Student-athletes at the University of the Incarnate Word have two more advocates to help them stay on track toward graduation – athletics academic advisers Haley Ayres and Ashleigh Smith.

The transition to Division I last year brought in additional rules and regulations for student-athletes regarding academics.

“NCAA Division 1 regulations required for us to bring on an additional academic adviser with the purpose to improve and maintain our academic standing in the division,” Assistant Director of Athletics Angela Lawson said.

“Our job is to make sure that the new regulations are met per student-athlete,” said Ayres, who advises student-athletes participating in baseball, golf, swimming and diving, women’s basketball, softball, volleyball, and men’s soccer.

Ayres holds a bachelor’s degree in English from Washburn University in Topeka, Kan., and a master’s of education with a concentration in workforce development education from the University of Arkansas in Fayetteville. She began her academic advising career in Fayetteville working with the School of Arts and Sciences but had limited experience with student-athletes.
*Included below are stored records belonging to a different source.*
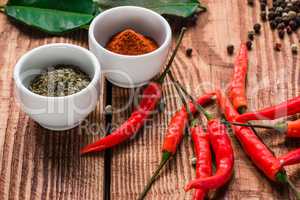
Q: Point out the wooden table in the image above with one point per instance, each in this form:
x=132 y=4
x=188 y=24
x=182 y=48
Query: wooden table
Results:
x=39 y=164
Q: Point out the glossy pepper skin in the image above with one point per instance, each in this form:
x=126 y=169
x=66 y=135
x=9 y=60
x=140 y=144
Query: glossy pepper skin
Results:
x=290 y=107
x=203 y=158
x=150 y=98
x=293 y=129
x=291 y=158
x=261 y=156
x=221 y=145
x=236 y=92
x=178 y=123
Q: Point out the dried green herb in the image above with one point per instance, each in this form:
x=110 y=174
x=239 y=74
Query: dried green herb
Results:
x=60 y=80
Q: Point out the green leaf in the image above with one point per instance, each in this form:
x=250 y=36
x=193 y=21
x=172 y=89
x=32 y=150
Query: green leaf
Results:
x=52 y=16
x=180 y=8
x=59 y=16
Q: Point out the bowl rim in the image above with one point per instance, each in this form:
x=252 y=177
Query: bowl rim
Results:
x=27 y=55
x=164 y=45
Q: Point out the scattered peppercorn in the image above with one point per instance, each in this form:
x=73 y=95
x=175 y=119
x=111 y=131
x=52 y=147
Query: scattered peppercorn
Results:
x=250 y=2
x=249 y=45
x=189 y=52
x=282 y=14
x=263 y=16
x=257 y=28
x=251 y=35
x=289 y=30
x=230 y=49
x=294 y=48
x=281 y=33
x=273 y=25
x=277 y=46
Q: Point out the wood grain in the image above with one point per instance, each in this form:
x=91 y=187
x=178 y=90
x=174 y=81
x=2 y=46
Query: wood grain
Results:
x=273 y=77
x=36 y=163
x=40 y=164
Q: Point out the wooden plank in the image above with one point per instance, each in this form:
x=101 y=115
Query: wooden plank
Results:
x=273 y=77
x=36 y=163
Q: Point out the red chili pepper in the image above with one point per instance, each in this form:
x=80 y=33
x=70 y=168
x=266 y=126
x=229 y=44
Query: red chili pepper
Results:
x=291 y=128
x=203 y=158
x=176 y=127
x=221 y=144
x=290 y=107
x=291 y=158
x=261 y=156
x=237 y=87
x=150 y=98
x=174 y=137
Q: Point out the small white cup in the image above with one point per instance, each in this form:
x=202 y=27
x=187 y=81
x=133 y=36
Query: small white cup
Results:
x=57 y=113
x=125 y=70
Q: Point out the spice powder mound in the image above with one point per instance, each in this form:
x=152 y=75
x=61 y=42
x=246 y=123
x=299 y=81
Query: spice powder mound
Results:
x=129 y=42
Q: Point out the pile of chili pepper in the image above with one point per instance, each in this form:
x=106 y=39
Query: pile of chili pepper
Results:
x=150 y=98
x=175 y=134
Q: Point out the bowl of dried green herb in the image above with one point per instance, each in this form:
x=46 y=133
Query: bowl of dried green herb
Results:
x=58 y=85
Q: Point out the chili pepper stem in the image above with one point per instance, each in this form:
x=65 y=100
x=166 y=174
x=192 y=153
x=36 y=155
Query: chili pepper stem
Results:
x=283 y=178
x=293 y=187
x=161 y=78
x=242 y=109
x=165 y=158
x=277 y=127
x=200 y=108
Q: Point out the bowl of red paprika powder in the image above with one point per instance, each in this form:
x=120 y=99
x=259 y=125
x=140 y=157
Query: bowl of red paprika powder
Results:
x=131 y=43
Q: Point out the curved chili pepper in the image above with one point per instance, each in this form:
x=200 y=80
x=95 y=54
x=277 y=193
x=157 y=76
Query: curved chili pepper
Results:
x=174 y=137
x=237 y=87
x=290 y=107
x=203 y=158
x=291 y=158
x=150 y=98
x=291 y=128
x=221 y=144
x=175 y=129
x=261 y=156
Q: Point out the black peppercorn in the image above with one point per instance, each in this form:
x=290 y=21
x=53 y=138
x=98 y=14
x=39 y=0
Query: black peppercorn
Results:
x=230 y=49
x=281 y=33
x=251 y=35
x=271 y=15
x=189 y=52
x=278 y=20
x=250 y=2
x=263 y=6
x=263 y=16
x=249 y=45
x=277 y=47
x=273 y=25
x=257 y=28
x=293 y=25
x=280 y=26
x=289 y=30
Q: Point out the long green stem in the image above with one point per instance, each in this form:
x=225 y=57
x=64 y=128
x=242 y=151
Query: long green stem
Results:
x=2 y=8
x=199 y=107
x=293 y=187
x=163 y=75
x=280 y=128
x=283 y=178
x=166 y=157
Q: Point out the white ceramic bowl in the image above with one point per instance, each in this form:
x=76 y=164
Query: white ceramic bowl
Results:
x=130 y=71
x=57 y=113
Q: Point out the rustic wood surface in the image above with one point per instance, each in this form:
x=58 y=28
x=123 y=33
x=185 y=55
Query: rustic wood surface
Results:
x=39 y=164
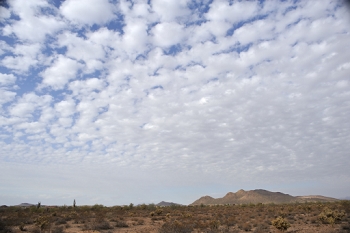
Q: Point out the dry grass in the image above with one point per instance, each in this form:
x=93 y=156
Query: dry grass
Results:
x=305 y=217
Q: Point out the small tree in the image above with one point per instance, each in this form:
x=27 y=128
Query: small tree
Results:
x=281 y=223
x=328 y=216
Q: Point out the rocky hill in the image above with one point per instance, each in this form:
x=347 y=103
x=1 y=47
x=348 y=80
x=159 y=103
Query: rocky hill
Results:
x=259 y=196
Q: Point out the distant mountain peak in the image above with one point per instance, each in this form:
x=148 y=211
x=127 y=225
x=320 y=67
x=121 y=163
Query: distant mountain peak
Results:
x=258 y=196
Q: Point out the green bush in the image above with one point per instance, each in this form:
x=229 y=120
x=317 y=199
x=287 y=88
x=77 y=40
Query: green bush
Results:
x=281 y=223
x=328 y=216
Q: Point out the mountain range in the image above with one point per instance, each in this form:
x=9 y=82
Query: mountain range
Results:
x=260 y=196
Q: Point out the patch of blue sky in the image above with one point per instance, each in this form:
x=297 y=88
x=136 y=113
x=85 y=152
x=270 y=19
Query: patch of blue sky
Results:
x=239 y=24
x=116 y=24
x=173 y=50
x=238 y=48
x=212 y=80
x=157 y=87
x=200 y=7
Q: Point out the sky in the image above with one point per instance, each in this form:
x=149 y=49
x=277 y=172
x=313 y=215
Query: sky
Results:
x=118 y=102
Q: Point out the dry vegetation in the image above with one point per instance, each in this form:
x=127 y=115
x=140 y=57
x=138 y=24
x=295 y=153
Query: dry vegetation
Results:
x=298 y=217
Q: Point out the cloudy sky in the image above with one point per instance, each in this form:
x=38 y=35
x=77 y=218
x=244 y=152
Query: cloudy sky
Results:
x=114 y=102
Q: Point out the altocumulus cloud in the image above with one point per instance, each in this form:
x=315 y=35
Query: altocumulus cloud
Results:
x=115 y=102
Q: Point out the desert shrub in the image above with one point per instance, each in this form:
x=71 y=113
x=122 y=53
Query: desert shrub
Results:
x=328 y=216
x=159 y=211
x=42 y=222
x=60 y=221
x=121 y=224
x=22 y=227
x=176 y=227
x=104 y=225
x=280 y=223
x=58 y=230
x=246 y=226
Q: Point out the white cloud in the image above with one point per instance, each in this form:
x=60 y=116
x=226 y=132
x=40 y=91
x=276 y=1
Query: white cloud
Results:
x=168 y=10
x=60 y=72
x=111 y=99
x=4 y=13
x=32 y=20
x=167 y=34
x=88 y=12
x=222 y=11
x=6 y=96
x=7 y=79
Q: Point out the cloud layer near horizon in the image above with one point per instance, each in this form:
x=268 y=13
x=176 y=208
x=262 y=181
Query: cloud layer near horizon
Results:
x=176 y=94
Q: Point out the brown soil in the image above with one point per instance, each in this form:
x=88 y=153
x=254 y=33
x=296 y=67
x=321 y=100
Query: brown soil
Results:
x=302 y=217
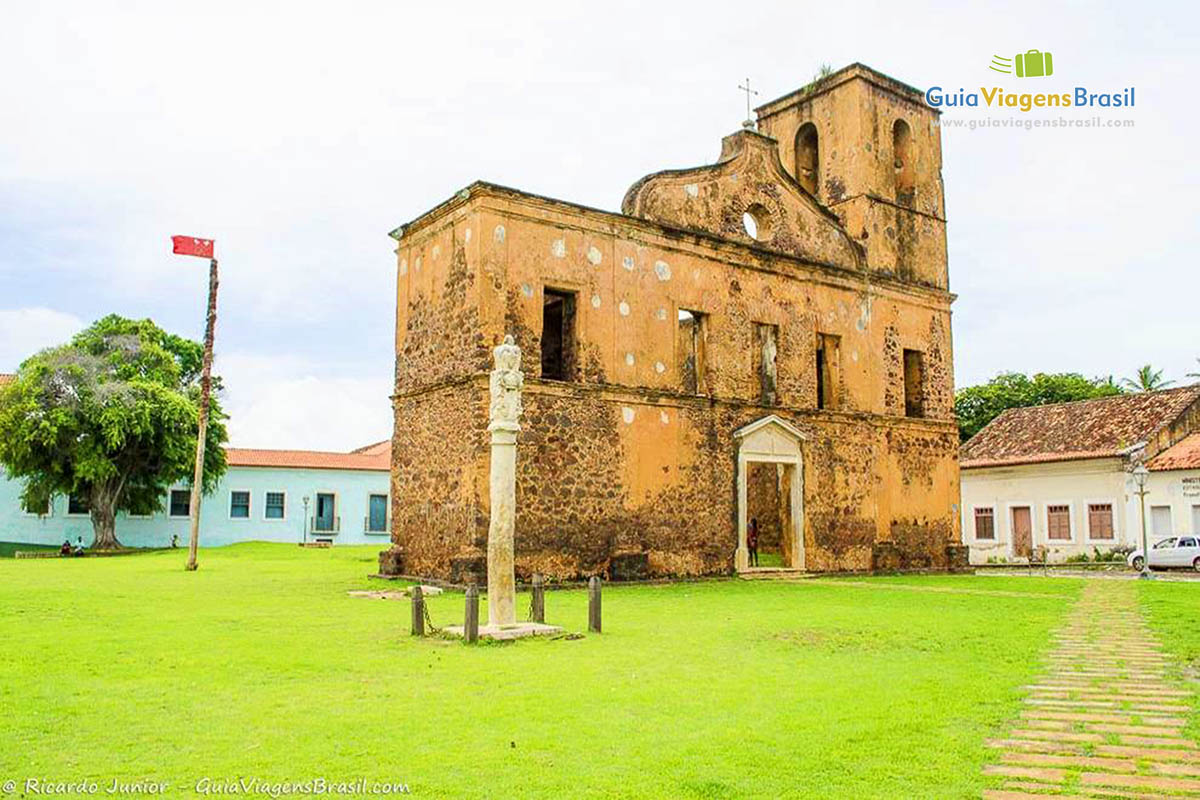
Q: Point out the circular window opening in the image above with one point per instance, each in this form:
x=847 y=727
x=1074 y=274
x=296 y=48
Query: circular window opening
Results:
x=756 y=222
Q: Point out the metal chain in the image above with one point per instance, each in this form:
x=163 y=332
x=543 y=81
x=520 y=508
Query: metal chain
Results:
x=430 y=627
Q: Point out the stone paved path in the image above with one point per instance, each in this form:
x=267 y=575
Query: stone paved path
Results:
x=1103 y=721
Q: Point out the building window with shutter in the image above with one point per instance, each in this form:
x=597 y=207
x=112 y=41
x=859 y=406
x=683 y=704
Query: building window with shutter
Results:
x=239 y=505
x=275 y=507
x=1099 y=521
x=1059 y=522
x=985 y=523
x=377 y=513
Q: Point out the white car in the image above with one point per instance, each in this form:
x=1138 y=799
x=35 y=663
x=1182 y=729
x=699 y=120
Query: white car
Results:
x=1176 y=551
Nevertheless, Ayres said she didn’t hesitate at the opportunity to join UIW.

“I knew that I wanted to continue advising, because that’s what I really enjoy doing,” she said. The transition into athletic academic advising this year has been smooth, Ayres said. “I’ve found it to very collaborative, which has definitely made it easier.”

Smith, who was a solo act a few months before Ayers came, advises student-athletes participating in football, women’s soccer, tennis, cross country, track and field, and men’s basketball.

Smith, who played softball at the University of the Arkansas-Pine Bluff, holds a bachelor’s degree in mathematics from that institution and a master’s degree in education with an emphasis in higher education from Iowa State University in Ames.

Her background as a student-athlete helps her relate, Smith said.

“I too spent my years in college as a student-athlete so I remember all of those hardships really well,” said Smith. “My job now is to work with the student’s primary adviser to make sure that those obstacles don’t kick them off their track to graduation, and that they stay eligible to play.”

Each student-athlete has their primary adviser within their individual major that they still go to for their academic advising, the athletic advisers emphasized.

“We step in and work with their advisers to check on their ‘progress toward degree’ and make sure that they graduate within the five-year Division 1 requirement,” Smith said.

“We also make sure that if they are struggling, that they receive any additional assistance, whether it’s connecting them with a tutor, or going to their required ‘study hall,’” Ayres added. “One of our primary focuses is to keep them eligible to play. Really we’re just serving as a support system for each student, because they’ve got a lot on their plate.”

“They’ve got a lot of responsibilities to keep up with and we really want to make sure that they know we’re available for them to help them get through to the other side,” Smith said.

“You have to remember, they’re students first, so graduation is still the first priority,” Ayres said.